Il film del secolo: una lunga conversazione a tre (R. Rossanda, M. Ciotta, R. Silvestri) su un secolo di cinema, con particolari riferimenti alle vicissitudini politiche e culturali  degli eretici del  “manifesto”.  Quanto a me, da ogni film, da ogni libro che parli di film, da ogni film che parli (o no) di libri, ormai non posso fare a meno di ricercare sfumature, precisazioni, approfondimenti, sul cinema in quanto universo dei fantasmi. Qui allora ci si può chiedere: la storia, la politica, hanno a che fare coi fantasmi? Sono mai possibili prove di rivoluzione, senza tenerne conto in qualche modo?

In che senso Il film del secolo ci parla (mi parla) di fantasmi? In molti sensi. Prima di tutto, sono i fantasmi dell’infanzia, ricordi a stento conservati del primo impatto col cinema, avvenuto da bambini, non senza inquietudini e terrori. Rossanda ricorda scene paurose di Trader Horn, film del ’31 sui trafficanti d’avorio in Africa (“è il grande buio di quel che non si sa, e nel quale potremmo cadere”); Mariuccia Ciotta evoca gli spaventi infantili provocati dalle creature più terrificanti (la strega…) del pur amatissimo Walt Disney.

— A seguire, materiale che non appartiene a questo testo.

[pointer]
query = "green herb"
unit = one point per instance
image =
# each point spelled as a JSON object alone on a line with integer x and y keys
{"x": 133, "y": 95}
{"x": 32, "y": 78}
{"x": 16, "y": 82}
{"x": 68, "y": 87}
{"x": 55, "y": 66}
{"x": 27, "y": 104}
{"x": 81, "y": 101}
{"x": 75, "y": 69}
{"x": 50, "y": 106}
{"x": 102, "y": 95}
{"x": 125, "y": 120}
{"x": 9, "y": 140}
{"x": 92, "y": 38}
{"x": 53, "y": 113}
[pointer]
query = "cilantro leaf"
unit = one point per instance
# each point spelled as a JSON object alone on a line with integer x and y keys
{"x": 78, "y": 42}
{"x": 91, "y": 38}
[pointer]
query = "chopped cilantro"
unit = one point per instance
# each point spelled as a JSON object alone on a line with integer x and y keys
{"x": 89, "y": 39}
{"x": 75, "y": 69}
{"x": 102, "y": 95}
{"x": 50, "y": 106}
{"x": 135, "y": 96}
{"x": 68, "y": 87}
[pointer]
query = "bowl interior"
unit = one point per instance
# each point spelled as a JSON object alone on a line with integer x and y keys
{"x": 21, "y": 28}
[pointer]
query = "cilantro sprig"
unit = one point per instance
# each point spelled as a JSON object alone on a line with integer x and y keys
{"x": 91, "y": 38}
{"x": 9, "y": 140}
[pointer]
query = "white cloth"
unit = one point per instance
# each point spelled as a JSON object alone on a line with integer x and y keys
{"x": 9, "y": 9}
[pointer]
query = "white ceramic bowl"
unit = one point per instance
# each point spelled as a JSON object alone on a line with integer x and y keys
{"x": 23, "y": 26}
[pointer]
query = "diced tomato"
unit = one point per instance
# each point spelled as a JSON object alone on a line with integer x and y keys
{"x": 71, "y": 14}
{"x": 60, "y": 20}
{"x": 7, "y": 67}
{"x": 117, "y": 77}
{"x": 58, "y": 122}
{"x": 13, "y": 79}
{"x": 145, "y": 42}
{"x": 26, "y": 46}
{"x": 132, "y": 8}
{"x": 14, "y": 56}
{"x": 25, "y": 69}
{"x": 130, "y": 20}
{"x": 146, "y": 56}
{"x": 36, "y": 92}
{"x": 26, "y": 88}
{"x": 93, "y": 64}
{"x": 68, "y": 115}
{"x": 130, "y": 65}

Fantasmi come creature nascoste nell’ombra, dunque, in agguato nelle tenebre, nel grande buio di ciò che non si conosce ancora, proprio come il piccolo Victor Erice, dopo aver visto L’artiglio scarlatto (una delle avventure filmiche di Sherlock Holmes/Basil Rathbone, in cui l’infallibile detective smascherava un postino omicida), per anni ebbe paura dei postini, e non poteva sentire senza un brivido il suono del fischietto col quale, un tempo, annunciavano il loro arrivo nei piccoli paesi della Spagna.

Primi terrori, primi innamoramenti. La ragazza Rossanda, che abitava a Venezia con la famiglia, sognava di incontrare Gary Cooper al Lido durante il Festival, o Robert Taylor – oppure, in mancanza, Fosco Giachetti: senza mai averne l’occasione. Invece più tardi, al Cineguf di Ca’ Foscari, ebbe modo di farsi impressionare dai mostri dell’espressionismo tedesco, in primo luogo dal Nosferatu di Murnau – già, quello stesso Nosferatu che, più o meno negli stessi anni, inquietava Virginia Woolf, intenta a decifrare sullo schermo la presenza di misteriose macchie oscure.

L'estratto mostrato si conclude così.